Masing-masing suami hanya berhak menjatuhkan talak terhadap isteri sendiri.


Tidak dipandang jatuh talak yang dijatuhkan pada isteri orang lain.

3. Sighat Talak

Sighat talak adalah kata-kata yang diucapkan oleh suami terhadap istrinya yang
menjatuhkan talak, baik itu sharih (jelas) maupun kinayah (sindiran), baik berupa
ucapan atau lisan, tulisan, dan isyarat.

Syarat Sah Talak

a.
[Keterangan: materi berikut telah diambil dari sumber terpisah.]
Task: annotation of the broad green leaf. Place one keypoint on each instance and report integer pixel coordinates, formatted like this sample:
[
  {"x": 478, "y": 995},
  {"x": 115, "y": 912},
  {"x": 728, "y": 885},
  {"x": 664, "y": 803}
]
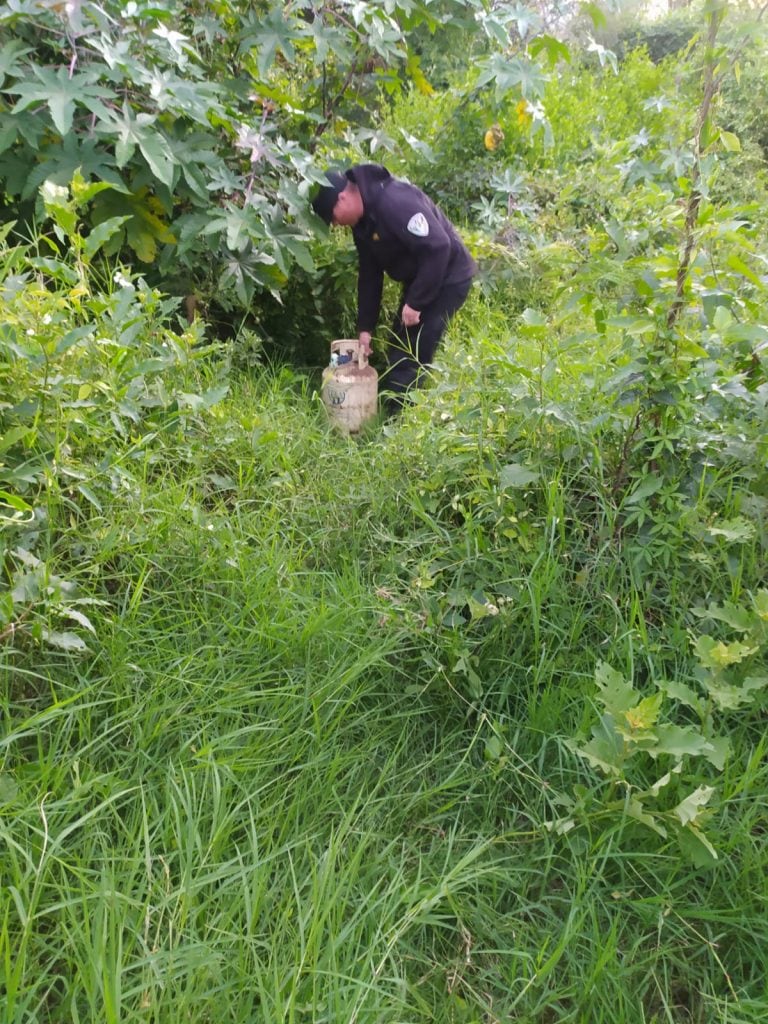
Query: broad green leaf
[
  {"x": 731, "y": 697},
  {"x": 665, "y": 780},
  {"x": 718, "y": 654},
  {"x": 732, "y": 614},
  {"x": 635, "y": 809},
  {"x": 100, "y": 235},
  {"x": 200, "y": 402},
  {"x": 643, "y": 715},
  {"x": 719, "y": 753},
  {"x": 59, "y": 208},
  {"x": 679, "y": 741},
  {"x": 695, "y": 846},
  {"x": 737, "y": 264},
  {"x": 737, "y": 530},
  {"x": 554, "y": 49},
  {"x": 65, "y": 641},
  {"x": 596, "y": 14},
  {"x": 13, "y": 502},
  {"x": 730, "y": 141},
  {"x": 647, "y": 486},
  {"x": 689, "y": 809},
  {"x": 605, "y": 750},
  {"x": 10, "y": 54},
  {"x": 158, "y": 153},
  {"x": 679, "y": 691},
  {"x": 635, "y": 326},
  {"x": 80, "y": 619},
  {"x": 62, "y": 94}
]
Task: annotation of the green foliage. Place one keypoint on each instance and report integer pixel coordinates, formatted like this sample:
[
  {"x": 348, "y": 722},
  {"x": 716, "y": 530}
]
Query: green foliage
[
  {"x": 206, "y": 122},
  {"x": 298, "y": 726},
  {"x": 92, "y": 382}
]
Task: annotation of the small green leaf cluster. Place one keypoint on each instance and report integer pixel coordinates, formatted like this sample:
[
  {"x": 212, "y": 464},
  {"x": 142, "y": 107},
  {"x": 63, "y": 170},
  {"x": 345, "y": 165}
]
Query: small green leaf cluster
[
  {"x": 204, "y": 122},
  {"x": 637, "y": 733},
  {"x": 93, "y": 382}
]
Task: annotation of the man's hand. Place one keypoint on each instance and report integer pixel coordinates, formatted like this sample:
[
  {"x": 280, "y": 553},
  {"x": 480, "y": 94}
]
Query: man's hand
[{"x": 410, "y": 315}]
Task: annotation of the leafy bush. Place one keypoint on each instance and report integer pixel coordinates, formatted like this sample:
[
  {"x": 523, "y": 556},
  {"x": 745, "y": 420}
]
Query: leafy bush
[{"x": 93, "y": 382}]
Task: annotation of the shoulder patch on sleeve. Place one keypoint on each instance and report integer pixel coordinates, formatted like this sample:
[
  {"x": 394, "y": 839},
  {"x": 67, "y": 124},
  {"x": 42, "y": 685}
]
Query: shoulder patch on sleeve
[{"x": 418, "y": 225}]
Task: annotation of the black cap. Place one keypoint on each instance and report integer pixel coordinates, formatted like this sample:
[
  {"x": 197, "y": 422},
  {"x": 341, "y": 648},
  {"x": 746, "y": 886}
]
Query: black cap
[{"x": 325, "y": 201}]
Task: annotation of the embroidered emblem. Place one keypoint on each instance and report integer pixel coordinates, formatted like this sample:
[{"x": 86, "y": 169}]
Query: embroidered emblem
[{"x": 418, "y": 225}]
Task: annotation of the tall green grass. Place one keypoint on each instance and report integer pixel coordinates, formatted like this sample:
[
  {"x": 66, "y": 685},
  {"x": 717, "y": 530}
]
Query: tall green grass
[{"x": 289, "y": 784}]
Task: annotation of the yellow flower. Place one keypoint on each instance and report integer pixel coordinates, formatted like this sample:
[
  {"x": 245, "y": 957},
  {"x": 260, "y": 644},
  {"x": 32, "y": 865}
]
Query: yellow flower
[
  {"x": 493, "y": 137},
  {"x": 523, "y": 116}
]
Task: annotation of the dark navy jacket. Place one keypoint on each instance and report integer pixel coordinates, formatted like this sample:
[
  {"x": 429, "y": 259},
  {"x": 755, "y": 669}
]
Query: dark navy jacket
[{"x": 402, "y": 233}]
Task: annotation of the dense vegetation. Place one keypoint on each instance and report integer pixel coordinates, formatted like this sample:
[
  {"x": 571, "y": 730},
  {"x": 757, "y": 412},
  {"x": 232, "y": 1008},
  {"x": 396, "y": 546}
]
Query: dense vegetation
[{"x": 460, "y": 721}]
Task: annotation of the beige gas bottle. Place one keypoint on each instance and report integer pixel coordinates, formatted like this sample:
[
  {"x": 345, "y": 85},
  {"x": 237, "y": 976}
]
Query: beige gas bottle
[{"x": 350, "y": 386}]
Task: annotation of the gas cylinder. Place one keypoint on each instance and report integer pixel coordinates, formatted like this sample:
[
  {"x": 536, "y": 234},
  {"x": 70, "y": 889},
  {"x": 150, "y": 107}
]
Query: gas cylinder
[{"x": 349, "y": 386}]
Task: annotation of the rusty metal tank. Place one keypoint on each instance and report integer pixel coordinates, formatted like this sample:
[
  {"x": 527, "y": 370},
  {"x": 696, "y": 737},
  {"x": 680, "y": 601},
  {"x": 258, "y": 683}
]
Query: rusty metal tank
[{"x": 350, "y": 386}]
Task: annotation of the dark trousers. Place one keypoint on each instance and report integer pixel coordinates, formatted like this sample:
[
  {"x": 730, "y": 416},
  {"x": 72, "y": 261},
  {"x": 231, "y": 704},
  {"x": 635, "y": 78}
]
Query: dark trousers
[{"x": 411, "y": 349}]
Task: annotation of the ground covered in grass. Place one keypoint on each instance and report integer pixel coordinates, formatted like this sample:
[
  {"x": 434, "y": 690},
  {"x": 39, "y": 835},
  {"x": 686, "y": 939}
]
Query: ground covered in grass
[{"x": 318, "y": 762}]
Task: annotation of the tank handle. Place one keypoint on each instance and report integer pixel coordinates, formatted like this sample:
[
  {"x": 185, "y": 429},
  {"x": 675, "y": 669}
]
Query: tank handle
[{"x": 345, "y": 344}]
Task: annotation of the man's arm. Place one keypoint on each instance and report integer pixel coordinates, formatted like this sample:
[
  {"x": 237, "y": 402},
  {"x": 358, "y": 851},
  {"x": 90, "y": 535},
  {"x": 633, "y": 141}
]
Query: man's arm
[{"x": 370, "y": 288}]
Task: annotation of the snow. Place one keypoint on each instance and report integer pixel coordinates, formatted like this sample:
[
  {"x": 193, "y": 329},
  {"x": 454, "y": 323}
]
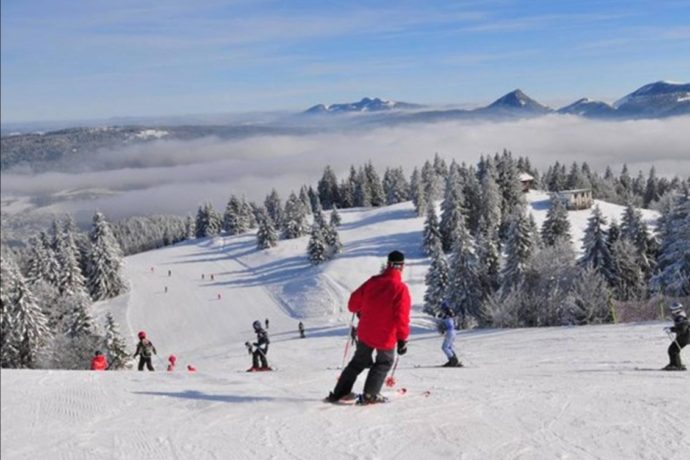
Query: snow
[{"x": 524, "y": 393}]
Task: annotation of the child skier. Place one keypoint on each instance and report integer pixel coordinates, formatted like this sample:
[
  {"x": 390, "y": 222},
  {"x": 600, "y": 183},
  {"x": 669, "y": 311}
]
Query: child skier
[
  {"x": 260, "y": 349},
  {"x": 98, "y": 363},
  {"x": 145, "y": 350},
  {"x": 448, "y": 328},
  {"x": 682, "y": 330},
  {"x": 171, "y": 363}
]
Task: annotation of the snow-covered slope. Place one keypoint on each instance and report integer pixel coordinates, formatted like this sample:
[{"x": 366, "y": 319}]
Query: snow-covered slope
[{"x": 539, "y": 393}]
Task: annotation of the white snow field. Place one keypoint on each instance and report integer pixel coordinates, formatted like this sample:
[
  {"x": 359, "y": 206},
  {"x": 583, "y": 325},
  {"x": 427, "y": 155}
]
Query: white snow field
[{"x": 570, "y": 392}]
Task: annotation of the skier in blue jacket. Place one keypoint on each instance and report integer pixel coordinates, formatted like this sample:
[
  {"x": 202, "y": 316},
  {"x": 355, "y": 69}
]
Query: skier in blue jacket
[{"x": 448, "y": 328}]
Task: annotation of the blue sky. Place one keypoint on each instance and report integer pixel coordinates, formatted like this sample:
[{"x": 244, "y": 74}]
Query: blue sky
[{"x": 64, "y": 60}]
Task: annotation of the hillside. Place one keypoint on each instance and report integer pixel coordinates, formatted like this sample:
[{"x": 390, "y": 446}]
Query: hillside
[{"x": 533, "y": 393}]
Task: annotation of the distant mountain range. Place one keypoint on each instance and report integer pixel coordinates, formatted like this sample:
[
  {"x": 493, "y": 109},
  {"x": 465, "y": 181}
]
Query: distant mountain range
[
  {"x": 655, "y": 100},
  {"x": 62, "y": 149}
]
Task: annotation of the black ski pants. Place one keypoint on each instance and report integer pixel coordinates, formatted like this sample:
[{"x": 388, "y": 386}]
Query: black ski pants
[
  {"x": 146, "y": 361},
  {"x": 674, "y": 349},
  {"x": 259, "y": 355},
  {"x": 360, "y": 361}
]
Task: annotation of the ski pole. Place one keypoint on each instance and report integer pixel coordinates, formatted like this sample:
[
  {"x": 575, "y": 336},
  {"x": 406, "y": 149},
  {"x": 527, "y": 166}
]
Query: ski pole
[
  {"x": 390, "y": 381},
  {"x": 347, "y": 344}
]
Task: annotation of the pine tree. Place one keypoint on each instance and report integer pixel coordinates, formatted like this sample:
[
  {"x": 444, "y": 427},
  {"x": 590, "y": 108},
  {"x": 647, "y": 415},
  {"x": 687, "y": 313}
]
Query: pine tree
[
  {"x": 378, "y": 197},
  {"x": 266, "y": 235},
  {"x": 596, "y": 253},
  {"x": 116, "y": 349},
  {"x": 629, "y": 278},
  {"x": 673, "y": 269},
  {"x": 519, "y": 249},
  {"x": 432, "y": 233},
  {"x": 294, "y": 220},
  {"x": 436, "y": 281},
  {"x": 24, "y": 326},
  {"x": 335, "y": 219},
  {"x": 464, "y": 292},
  {"x": 104, "y": 262},
  {"x": 328, "y": 188},
  {"x": 417, "y": 193},
  {"x": 556, "y": 226},
  {"x": 317, "y": 247}
]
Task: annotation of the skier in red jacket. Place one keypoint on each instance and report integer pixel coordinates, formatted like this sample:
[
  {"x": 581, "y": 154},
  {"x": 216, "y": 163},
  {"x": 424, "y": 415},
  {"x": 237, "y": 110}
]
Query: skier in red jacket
[
  {"x": 98, "y": 362},
  {"x": 383, "y": 306}
]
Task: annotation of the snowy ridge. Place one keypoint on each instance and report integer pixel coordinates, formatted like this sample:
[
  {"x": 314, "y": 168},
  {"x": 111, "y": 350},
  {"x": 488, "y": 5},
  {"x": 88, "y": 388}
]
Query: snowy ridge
[{"x": 582, "y": 399}]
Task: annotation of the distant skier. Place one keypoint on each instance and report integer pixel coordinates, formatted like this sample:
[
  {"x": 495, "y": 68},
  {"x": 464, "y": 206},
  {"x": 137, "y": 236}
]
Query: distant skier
[
  {"x": 98, "y": 362},
  {"x": 145, "y": 350},
  {"x": 172, "y": 359},
  {"x": 383, "y": 305},
  {"x": 448, "y": 329},
  {"x": 682, "y": 330},
  {"x": 259, "y": 349},
  {"x": 300, "y": 326}
]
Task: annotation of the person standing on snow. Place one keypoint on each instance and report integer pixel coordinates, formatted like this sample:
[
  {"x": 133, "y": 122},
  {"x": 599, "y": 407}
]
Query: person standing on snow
[
  {"x": 260, "y": 349},
  {"x": 383, "y": 306},
  {"x": 682, "y": 330},
  {"x": 145, "y": 350},
  {"x": 448, "y": 329},
  {"x": 98, "y": 362}
]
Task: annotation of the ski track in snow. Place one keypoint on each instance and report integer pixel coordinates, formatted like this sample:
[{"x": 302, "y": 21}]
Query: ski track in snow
[{"x": 570, "y": 393}]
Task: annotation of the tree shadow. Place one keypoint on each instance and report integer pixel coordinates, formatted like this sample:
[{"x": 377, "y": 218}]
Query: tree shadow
[{"x": 199, "y": 396}]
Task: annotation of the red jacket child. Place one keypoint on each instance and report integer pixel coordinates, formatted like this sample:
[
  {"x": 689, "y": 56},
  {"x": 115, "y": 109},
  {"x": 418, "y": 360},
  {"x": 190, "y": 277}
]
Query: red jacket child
[{"x": 98, "y": 362}]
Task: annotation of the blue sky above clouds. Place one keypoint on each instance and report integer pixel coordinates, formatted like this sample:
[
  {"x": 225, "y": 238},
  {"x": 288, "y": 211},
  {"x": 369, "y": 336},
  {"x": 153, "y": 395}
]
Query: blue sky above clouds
[{"x": 97, "y": 59}]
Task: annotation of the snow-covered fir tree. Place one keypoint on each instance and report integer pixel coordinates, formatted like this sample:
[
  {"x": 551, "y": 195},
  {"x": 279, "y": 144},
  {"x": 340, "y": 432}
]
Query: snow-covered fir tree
[
  {"x": 317, "y": 249},
  {"x": 104, "y": 264},
  {"x": 673, "y": 269},
  {"x": 556, "y": 227},
  {"x": 266, "y": 235},
  {"x": 378, "y": 197},
  {"x": 328, "y": 188},
  {"x": 432, "y": 232},
  {"x": 436, "y": 280},
  {"x": 628, "y": 276},
  {"x": 519, "y": 248},
  {"x": 589, "y": 299},
  {"x": 24, "y": 326},
  {"x": 596, "y": 253},
  {"x": 464, "y": 293},
  {"x": 395, "y": 186},
  {"x": 451, "y": 209},
  {"x": 116, "y": 349},
  {"x": 417, "y": 192},
  {"x": 335, "y": 219},
  {"x": 294, "y": 218},
  {"x": 274, "y": 207}
]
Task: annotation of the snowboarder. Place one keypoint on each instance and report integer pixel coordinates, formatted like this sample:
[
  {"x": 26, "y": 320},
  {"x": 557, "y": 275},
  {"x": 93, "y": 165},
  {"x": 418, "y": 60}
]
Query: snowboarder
[
  {"x": 383, "y": 306},
  {"x": 682, "y": 330},
  {"x": 259, "y": 349},
  {"x": 171, "y": 362},
  {"x": 448, "y": 328},
  {"x": 98, "y": 362},
  {"x": 145, "y": 350},
  {"x": 300, "y": 326}
]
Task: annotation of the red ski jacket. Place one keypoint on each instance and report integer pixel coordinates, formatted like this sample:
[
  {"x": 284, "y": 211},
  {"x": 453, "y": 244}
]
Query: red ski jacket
[
  {"x": 98, "y": 363},
  {"x": 383, "y": 305}
]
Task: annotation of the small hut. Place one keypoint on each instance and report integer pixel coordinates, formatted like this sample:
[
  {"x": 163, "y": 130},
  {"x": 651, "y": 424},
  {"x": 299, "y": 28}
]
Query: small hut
[{"x": 576, "y": 199}]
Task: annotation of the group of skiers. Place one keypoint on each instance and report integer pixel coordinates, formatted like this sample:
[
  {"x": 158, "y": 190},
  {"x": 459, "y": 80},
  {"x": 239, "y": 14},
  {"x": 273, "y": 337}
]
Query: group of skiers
[{"x": 382, "y": 305}]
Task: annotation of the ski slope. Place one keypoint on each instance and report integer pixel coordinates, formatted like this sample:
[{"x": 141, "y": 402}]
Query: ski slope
[{"x": 586, "y": 392}]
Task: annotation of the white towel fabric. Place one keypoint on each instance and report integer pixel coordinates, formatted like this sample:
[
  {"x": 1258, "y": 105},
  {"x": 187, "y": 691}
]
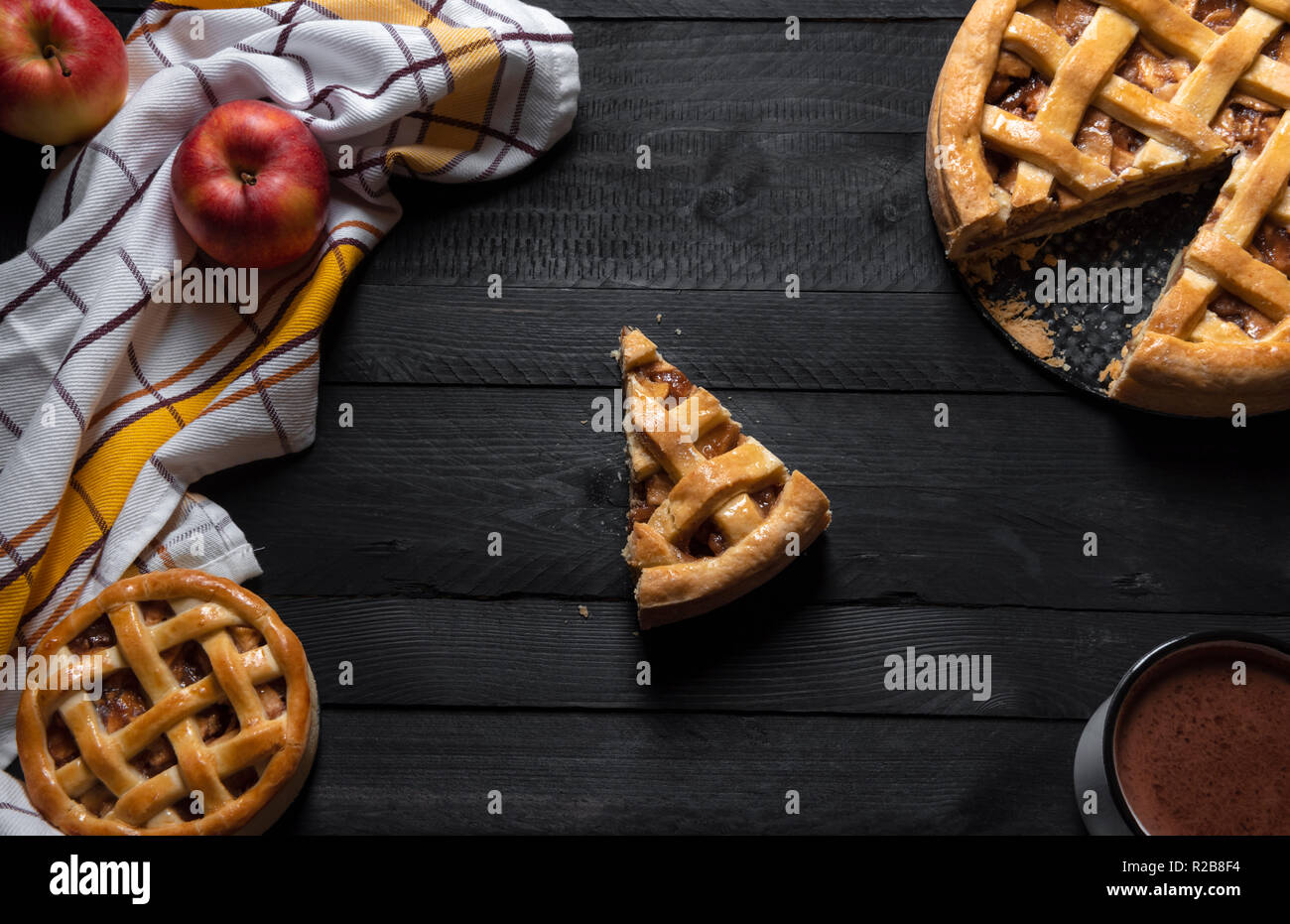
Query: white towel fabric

Syarat yang berkenaan dengan suami


1. Berakal

Suami yang menjatuhkan talak atau yang menceraikan isterinya harus dalam keadaan
yang sehat dan berakal, artinya seorang suami yang dalam keadaan hilang akal sperti gila,
mabuk, dan sebagainya tidak boleh (tidak sah) menjatuhkan talak.

2. Baligh

Tidak dipandang jatuh talak apabila yang dinyatakan oleh orang yang belum dewasa.

3. Atas kemauan sendiri

3
Yang dimaksud atas kemauan sendiri di sini adalah adanya kehendak pada diri suami
untuk menjatuhkan talak itu dan dijatuhkan atas pilihan sendiri, bukan paksaan orang lain.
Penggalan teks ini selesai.